This time Dick got up and floundered about impatiently.

"Oh, it may be nothing and perhaps I should not have spoken of it. But the truth is, Eugenia is ill. One of the physicians at the prison was considerate enough to let me know. He does not think the trouble serious and says Eugenia insists she will be all right in a few days. Just the same, Eugenia has been through a lot. I don't want to be a croaker, but there was the strain of the long nursing of Captain Castaigne and then this business. One of you girls must go to her as soon as I can get you permission, if I ever can get it. Which one of you shall it be?"

From the depth of her big chair Barbara answered in a somewhat weary but steadfast voice:

"There is no question; Eugenia and I have meant everything to each other lately, and——"

"There is a question, Barbara, and you must be sensible. In looking after Eugenia's house you are doing everything you have strength for. I am sure you can't weigh a hundred pounds these days! Ever since we came to Belgium, it seems to me you have been growing tinier. After a while you may blow away," Mildred declared.

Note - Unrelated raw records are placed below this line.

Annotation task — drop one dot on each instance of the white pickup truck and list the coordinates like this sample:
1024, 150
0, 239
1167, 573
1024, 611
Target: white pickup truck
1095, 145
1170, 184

Then she marched over and, removing the teapot from Nona's hand, began pouring out the tea in a quiet and comforting fashion.

"Of course, Eugenia is not well after a month of being in prison. Why should any one of us expect her to be?" she announced. "Here, Dick, please pass this cup to Barbara and your muffins. The poor child looks utterly fagged! We ought to have thought that she has come all the way in from the country and has probably been up since daylight. She is a very little woman to live in a shoe."

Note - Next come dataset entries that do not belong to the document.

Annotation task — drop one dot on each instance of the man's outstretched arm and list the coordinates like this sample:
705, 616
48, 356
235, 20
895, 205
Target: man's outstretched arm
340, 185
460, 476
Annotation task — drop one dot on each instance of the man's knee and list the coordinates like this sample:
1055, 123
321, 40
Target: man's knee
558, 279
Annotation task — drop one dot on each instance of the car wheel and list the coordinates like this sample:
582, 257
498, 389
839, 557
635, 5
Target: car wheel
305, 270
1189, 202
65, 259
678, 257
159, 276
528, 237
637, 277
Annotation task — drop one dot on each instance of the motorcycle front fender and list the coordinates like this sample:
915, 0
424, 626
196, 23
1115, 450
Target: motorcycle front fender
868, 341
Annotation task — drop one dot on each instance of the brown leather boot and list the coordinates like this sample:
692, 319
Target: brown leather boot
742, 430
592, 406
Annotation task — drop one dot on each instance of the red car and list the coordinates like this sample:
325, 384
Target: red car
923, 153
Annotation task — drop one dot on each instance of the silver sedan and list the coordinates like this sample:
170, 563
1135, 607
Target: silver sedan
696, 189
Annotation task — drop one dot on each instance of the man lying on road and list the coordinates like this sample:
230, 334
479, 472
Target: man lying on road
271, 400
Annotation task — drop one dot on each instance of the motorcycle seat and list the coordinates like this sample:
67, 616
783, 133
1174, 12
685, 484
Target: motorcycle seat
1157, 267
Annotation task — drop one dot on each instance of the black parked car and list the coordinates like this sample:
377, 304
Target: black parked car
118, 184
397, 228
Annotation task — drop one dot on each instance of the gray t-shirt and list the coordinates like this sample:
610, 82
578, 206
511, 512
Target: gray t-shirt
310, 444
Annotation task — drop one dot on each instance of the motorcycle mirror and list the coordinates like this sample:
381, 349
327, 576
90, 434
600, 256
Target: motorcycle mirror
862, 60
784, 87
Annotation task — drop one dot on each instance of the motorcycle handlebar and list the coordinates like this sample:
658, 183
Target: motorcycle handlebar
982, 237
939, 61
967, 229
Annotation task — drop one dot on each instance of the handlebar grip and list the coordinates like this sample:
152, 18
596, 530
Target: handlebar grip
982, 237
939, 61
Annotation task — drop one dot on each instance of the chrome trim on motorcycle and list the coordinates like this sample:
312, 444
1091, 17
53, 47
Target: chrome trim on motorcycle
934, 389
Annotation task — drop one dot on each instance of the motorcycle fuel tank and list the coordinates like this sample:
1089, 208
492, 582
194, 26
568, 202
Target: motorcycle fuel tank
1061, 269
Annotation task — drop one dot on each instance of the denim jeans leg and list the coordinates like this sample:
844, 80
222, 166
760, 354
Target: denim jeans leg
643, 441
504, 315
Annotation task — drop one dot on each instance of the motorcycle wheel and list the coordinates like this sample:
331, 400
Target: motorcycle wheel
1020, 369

Gratefully and without further protest Barbara drank her tea. She was more tired than she had dreamed and glad to be taken care of for even a short a time. How happy she was to have gotten over her former antagonism toward her friends. What right had she to be jealous and miserable because a beautiful experience had come to Nona and Dick? They were both her good friends.

At this moment Dick was whispering something to Nona, while she smiled up toward him. There was no mistaking the expression in her eyes, Barbara felt convinced. Later on she would congratulate them, but not this afternoon; she was too tired.